Long-Term Affects of Wastewater in Disposal Sites from Fracking
How it works
This article discusses a study done at Penn state into the long-term affects of wastewater in disposal sites from fracking. In 2011, water and sediment downstream of fracking disposal sites was discovered to still contain unsafe levels of some chemicals, despite the water being treated, and had become radioactive. This had contaminated drinking water and aquatic life in the river, causing die-off of some present species. Due to this discovery, fracking wastewater was no longer treated and released back into the rivers, but instead recycled.
However, it has been determined there are still some effects from the 3-year period (2008-2011) when over 2.9 billion liters of the “treated wastewater was being pumped back out into rivers.

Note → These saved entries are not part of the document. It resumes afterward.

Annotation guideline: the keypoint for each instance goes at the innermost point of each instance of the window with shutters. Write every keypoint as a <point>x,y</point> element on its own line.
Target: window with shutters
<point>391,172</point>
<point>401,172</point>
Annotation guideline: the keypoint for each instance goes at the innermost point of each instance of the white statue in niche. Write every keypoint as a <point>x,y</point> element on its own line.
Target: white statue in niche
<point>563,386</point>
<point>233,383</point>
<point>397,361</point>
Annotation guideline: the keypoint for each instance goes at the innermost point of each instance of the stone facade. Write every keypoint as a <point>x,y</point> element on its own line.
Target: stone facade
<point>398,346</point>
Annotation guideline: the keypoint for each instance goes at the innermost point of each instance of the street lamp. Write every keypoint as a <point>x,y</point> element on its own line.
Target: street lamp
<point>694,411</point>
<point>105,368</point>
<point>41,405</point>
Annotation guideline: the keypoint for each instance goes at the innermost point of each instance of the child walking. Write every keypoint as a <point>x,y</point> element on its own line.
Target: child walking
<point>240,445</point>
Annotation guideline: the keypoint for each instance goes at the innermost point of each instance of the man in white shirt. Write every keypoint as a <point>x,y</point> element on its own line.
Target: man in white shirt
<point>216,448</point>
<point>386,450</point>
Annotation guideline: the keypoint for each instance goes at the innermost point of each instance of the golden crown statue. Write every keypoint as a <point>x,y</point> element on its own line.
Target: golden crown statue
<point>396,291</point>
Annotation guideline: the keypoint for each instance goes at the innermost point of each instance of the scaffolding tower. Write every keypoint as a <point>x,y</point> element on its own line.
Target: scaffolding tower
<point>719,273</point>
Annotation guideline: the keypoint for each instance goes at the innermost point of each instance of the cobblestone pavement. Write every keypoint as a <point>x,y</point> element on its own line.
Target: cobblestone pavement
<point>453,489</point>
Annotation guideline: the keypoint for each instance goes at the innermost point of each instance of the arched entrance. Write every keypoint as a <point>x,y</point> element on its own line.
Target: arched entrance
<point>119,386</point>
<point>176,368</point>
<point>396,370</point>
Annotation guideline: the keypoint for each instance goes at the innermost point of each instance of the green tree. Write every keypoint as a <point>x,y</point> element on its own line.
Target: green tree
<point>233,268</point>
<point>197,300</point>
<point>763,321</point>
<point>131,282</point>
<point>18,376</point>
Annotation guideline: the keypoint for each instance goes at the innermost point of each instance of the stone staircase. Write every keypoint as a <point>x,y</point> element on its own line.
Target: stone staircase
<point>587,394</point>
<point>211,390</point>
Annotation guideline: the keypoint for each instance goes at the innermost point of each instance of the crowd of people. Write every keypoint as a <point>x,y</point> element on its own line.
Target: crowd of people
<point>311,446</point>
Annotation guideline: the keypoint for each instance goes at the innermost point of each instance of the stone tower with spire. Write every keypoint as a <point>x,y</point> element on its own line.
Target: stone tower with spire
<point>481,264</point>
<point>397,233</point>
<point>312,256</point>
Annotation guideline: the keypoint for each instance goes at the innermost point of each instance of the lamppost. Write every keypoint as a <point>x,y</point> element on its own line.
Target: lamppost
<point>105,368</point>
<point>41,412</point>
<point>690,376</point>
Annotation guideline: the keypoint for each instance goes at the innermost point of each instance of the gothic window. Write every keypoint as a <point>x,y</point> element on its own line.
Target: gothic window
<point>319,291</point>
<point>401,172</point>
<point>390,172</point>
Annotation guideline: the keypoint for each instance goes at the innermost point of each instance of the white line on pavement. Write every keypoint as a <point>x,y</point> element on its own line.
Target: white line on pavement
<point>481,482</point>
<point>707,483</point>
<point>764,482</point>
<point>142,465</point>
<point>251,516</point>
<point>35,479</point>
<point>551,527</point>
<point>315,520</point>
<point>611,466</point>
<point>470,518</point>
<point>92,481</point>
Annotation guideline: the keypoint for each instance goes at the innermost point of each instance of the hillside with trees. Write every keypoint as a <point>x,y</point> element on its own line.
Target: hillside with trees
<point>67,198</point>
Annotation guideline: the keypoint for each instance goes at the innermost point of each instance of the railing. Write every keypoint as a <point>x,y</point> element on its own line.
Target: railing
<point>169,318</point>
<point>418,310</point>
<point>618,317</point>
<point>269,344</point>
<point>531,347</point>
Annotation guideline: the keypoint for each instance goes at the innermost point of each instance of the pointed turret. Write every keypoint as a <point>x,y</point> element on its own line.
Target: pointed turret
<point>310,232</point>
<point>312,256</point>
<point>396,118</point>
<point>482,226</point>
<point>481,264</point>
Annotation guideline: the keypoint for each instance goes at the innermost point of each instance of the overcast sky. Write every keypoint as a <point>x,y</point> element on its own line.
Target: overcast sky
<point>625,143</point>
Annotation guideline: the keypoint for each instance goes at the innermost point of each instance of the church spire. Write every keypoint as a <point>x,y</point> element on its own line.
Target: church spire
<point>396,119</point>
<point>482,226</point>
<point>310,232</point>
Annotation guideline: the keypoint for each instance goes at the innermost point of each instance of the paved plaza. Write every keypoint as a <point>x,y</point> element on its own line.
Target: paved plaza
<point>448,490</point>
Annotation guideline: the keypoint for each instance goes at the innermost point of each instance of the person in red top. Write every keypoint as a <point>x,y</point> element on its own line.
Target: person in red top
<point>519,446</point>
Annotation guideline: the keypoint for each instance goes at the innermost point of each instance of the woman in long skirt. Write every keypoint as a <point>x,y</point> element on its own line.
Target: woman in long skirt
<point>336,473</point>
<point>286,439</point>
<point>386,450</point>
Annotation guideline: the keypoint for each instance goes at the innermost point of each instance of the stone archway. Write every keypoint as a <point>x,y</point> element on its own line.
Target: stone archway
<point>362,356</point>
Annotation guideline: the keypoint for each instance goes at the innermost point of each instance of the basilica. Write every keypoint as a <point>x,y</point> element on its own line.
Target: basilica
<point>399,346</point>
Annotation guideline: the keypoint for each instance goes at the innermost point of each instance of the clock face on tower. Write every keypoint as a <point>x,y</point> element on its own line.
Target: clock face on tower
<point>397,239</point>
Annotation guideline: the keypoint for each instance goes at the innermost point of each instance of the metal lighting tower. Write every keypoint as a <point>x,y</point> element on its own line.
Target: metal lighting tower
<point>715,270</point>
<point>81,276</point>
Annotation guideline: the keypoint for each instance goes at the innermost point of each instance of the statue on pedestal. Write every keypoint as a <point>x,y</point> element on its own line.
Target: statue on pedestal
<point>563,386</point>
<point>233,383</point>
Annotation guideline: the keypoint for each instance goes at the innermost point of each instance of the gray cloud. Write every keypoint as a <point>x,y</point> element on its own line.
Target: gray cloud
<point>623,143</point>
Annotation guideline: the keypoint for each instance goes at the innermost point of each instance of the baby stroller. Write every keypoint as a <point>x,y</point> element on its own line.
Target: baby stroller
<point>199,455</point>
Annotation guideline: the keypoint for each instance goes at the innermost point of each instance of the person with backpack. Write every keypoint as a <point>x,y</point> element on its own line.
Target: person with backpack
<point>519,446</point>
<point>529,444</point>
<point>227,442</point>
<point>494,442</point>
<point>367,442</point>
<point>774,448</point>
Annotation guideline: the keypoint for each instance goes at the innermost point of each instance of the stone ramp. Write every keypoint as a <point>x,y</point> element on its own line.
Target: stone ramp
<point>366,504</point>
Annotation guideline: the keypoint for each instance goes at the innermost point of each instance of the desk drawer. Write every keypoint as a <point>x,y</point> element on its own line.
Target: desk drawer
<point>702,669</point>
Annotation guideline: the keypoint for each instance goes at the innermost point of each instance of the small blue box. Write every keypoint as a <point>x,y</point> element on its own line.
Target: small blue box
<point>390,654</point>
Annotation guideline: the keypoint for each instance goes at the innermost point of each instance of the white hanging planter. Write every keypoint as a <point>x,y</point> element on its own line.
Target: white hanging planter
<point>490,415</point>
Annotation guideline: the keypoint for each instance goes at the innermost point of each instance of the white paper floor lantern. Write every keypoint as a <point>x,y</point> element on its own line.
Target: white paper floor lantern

Mussels filter water, so the shells of mussels can act as a record over time of water quality in which they are present. Researchers gathered mussels from the affected river, both downstream and upstream, as well as a control group of mussels from a river that had no history of fracking wastewater disposal, then removed the shell. The shells were drilled and powder collected from each layer. The researchers were looking for two things: isotopes of oxygen and strontium. Oxygen isotopes could be used to determine the year and season the shell layer developed, and strontium because it is a chemical present in the fracking wastewater that can have negative affects at certain levels. Both these isotopes have a distinct signature and thus were chosen as the focus chemicals of the study.
Significantly higher levels of strontium were found in the shells downstream of the wastewater plant than in the shells upstream and from unaffected rivers. There was also little immediate reduction shown in the shell chemistry after removal of wastewater in 2011 (timing having been calculated from the oxygen isotopes present in the shell layers) suggesting that sediment in the river may also still contain the chemicals from wastewater even after the wastewater was no longer being put into the river.
In my opinion, this study highlights the fact that was might not understand fully the repercussions of some actions related to fracking and other types of oil and gas development. In the study they noted that the wastewater that was being released between 2008 and 2011 had been treated and released in accordance with the National Pollutant Discharge Elimination System, which is a program under the Clean Water Act, allowing for that kind of thing. Despite that, there were still harmful levels of pollutant in the water which will likely have an affect for a much longer period of time than initially thought. Like the article also states, the presence of high chemical levels in mussels can also cause contamination to animals that use mussels as a food source, spreading the effect even further. I believe this study is also a good indicator that aquatic life can be used to record changes in river environments, and the article even says that mussels could be used in the future to investigate the possibility of wastewater seepage at other treatment plants.